In the complaint filed Tuesday, DirecTV says that part of the carriage deal for INHD and INHD2 requires satellite providers to pay a per-viewer fee counting all of their customers. In contrast, cable operators pay the same fee, but it only applies to their digital cable subscriber headcount. DirecTV doesn't offer the two channels, but if it did, the 11-cent per customer fee would mean that it would pay three to four times more than cable competitors.

In Demand is a joint venture between MSOs Time Warner Cable, Comcast Corp. and Cox Communications Inc.

The satellite operator is asking the FCC to force In Demand to offer the channels using fees per HD subscriber instead, which would make it comparable to charges cable operators pay. If not, DirecTV would have to charge its HD customers $3 monthly to cover the fee, which would total $1.59 million monthly. DirecTV estimates that Comcast pays roughly 67 cents per HD subscriber, and Time Warner pays 94 cents per HD subscriber.
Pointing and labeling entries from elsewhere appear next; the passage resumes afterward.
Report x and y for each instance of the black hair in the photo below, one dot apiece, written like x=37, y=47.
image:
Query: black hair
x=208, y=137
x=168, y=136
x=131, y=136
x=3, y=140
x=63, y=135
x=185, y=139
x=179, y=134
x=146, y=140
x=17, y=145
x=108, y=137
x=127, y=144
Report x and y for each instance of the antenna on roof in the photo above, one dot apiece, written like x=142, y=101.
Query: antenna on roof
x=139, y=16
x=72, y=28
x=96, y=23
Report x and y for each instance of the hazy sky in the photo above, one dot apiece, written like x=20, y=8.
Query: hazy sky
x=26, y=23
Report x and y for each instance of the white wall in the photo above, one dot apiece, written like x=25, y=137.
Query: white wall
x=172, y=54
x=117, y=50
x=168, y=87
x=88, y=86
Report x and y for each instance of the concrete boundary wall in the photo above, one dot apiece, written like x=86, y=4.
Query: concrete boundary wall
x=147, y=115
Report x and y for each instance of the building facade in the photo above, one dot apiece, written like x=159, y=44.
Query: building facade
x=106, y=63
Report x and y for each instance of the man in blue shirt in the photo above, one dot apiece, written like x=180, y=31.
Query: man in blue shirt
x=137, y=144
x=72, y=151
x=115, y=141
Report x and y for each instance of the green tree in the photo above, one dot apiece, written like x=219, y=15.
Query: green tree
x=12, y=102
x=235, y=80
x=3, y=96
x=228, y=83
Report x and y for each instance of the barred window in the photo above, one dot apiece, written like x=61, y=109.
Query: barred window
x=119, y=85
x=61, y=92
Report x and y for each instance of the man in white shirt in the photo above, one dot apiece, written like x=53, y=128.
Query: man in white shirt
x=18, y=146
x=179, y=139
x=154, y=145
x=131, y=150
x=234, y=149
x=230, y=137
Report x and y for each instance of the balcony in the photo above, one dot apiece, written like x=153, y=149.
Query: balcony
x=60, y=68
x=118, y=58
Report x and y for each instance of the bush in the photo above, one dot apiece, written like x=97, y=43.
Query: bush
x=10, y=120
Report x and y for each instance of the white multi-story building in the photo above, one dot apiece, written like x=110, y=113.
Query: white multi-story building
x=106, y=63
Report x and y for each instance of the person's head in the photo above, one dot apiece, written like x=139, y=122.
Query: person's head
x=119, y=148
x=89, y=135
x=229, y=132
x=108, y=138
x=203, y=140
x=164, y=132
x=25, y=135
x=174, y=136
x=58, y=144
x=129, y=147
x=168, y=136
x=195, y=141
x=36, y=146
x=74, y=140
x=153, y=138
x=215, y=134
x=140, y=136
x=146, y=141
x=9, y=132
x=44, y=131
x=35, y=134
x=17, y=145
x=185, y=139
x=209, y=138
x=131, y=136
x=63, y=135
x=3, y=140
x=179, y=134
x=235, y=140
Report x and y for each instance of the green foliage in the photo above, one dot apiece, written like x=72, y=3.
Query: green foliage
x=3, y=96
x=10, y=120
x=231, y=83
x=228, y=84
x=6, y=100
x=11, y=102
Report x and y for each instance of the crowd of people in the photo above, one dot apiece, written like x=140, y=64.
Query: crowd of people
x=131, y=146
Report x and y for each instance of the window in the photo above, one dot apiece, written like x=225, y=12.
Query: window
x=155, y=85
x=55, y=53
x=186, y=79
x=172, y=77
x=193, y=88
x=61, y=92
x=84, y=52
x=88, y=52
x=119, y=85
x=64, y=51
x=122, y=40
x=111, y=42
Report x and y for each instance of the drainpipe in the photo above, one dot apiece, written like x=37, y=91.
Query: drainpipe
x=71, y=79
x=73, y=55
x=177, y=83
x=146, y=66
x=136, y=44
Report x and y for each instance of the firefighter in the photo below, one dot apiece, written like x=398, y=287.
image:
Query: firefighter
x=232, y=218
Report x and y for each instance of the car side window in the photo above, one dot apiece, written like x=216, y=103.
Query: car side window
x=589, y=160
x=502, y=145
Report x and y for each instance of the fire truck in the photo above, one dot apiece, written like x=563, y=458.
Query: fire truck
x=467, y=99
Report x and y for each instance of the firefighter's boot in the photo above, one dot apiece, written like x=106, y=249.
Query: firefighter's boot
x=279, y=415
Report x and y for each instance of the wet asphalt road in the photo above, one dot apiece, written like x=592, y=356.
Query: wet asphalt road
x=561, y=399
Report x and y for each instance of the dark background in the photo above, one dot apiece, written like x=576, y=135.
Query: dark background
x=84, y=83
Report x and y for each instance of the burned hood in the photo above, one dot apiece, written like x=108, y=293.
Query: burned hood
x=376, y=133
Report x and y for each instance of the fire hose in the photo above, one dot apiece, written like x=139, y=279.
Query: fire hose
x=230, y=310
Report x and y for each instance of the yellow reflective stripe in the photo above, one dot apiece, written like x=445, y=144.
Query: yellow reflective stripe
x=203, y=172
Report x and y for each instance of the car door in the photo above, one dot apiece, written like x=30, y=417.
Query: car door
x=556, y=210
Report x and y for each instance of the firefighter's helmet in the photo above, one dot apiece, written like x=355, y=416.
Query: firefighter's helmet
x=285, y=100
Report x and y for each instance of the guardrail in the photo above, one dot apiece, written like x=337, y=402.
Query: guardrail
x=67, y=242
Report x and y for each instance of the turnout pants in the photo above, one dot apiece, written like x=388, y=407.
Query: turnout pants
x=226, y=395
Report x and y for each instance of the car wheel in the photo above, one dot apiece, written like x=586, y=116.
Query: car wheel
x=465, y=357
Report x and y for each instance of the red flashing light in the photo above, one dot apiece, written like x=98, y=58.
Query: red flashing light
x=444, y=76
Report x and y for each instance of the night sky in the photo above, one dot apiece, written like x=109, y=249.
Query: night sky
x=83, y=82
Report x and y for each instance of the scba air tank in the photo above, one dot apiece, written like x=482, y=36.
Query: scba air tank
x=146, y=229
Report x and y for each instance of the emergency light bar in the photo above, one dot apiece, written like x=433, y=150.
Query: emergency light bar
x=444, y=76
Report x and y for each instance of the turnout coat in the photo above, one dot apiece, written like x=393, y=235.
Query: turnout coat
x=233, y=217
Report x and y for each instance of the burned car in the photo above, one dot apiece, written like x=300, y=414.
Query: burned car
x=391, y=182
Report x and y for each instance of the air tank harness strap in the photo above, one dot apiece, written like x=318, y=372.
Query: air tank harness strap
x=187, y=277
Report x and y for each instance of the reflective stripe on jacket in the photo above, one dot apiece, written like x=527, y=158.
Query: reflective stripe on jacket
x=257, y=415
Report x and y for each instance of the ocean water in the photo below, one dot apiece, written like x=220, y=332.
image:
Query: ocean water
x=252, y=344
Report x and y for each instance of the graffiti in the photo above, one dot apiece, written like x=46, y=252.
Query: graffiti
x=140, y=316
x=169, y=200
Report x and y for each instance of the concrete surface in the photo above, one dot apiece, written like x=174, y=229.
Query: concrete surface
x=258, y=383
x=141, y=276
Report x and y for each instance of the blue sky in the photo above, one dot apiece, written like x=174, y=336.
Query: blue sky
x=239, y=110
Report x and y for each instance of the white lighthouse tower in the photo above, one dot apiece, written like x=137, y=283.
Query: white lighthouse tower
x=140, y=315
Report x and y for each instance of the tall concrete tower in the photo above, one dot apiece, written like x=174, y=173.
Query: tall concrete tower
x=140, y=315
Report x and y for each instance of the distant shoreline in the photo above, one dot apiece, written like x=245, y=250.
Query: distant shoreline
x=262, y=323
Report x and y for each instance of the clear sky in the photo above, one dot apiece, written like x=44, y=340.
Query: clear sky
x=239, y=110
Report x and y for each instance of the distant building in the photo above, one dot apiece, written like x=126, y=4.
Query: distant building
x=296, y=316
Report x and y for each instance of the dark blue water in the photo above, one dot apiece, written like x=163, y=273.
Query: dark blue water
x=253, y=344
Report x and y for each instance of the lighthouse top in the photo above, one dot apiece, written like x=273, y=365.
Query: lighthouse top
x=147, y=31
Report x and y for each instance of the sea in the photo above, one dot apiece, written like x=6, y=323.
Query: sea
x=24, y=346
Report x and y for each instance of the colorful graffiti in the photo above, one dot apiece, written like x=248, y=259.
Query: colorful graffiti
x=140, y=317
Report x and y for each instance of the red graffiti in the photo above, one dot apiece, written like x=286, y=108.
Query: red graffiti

DirecTV also argues that other HD channels offered by the likes of ESPN and Home Box Office charge only based on the HD subscriber base.

In response, In Demand issued a statement noting it has been in discussions with DirecTV regarding INHD and INHD2 carriage, "and we believe that the allegations in the company's complaint are completely without merit.

"We have always been, and remain, willing to negotiate carriage with any distributor. Our pricing policies are in full compliance with FCC rules and regulations and we're confident that the FCC will find in our favor."